# Lia Sophia



## Jennifer (Dec 30, 2007)

is anyone familiar with this line of jewelry? rants/raves? thanks!


----------



## pinksugar (Dec 30, 2007)

can't say I am. Any pics?


----------



## Jennifer (Dec 30, 2007)

Originally Posted by *pinksugar* /img/forum/go_quote.gif can't say I am. Any pics?



they have it on their website in their online catalog.


----------



## Kookie-for-COCO (Dec 31, 2007)

I have never heard of it--but will go and look.


----------



## Marisol (Dec 31, 2007)

Sorry... I haven't.


----------



## marinasmith (Jan 5, 2008)

I have some jewlery by Lia Sophia. They were gifts from a north american friend of mine.

They have very good quality and my favorite is a necklace with sea shell pendant. I always get compliments when I'm wearing it.


----------



## Jennifer (Jan 5, 2008)

thanks for all of your replies!


----------



## Anna (Jan 5, 2008)

actually i just had a whole conversation about this brand last night. 3 of jeffs friends girlgriends are big fans. One said it breaks easily, the oters have had no problem.


----------



## Jennifer (Jan 5, 2008)

Originally Posted by *bejb1011* /img/forum/go_quote.gif actually i just had a whole conversation about this brand last night. 3 of jeffs friends girlgriends are big fans. One said it breaks easily, the oters have had no problem. thanks! maybe i'll buy one thing and see how that goes.


----------



## Thais (Jan 7, 2008)

I have a GORGEOUS bracelet and 3 super cute pairs of earrings. I love it all. I think it is reasonably priced, and very nice quality. The designs are great, too!


----------



## ivette (Jan 8, 2008)

a friend of mine got me a bracelet and necklace for Christmas.

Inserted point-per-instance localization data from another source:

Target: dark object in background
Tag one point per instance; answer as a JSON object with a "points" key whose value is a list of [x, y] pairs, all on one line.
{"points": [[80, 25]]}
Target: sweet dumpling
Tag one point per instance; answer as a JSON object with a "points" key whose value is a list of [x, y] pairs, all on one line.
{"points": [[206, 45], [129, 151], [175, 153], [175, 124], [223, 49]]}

they have some nice stuff, imo


----------



## Jennifer (Jan 8, 2008)

thanks for the reviews!


----------



## jessiej78 (Jan 8, 2008)

I haven't bought any of it but I have seen their catalogs and I think their jewelery is beautiful.


----------



## angienharry (Apr 6, 2014)

> actually i just had a whole conversation about this brand last night. 3 of jeffs friends girlgriends are big fans. One said it breaks easily, the oters have had no problem.


 They have a lifetime guarantee so if something broke they just have to send it back in.


----------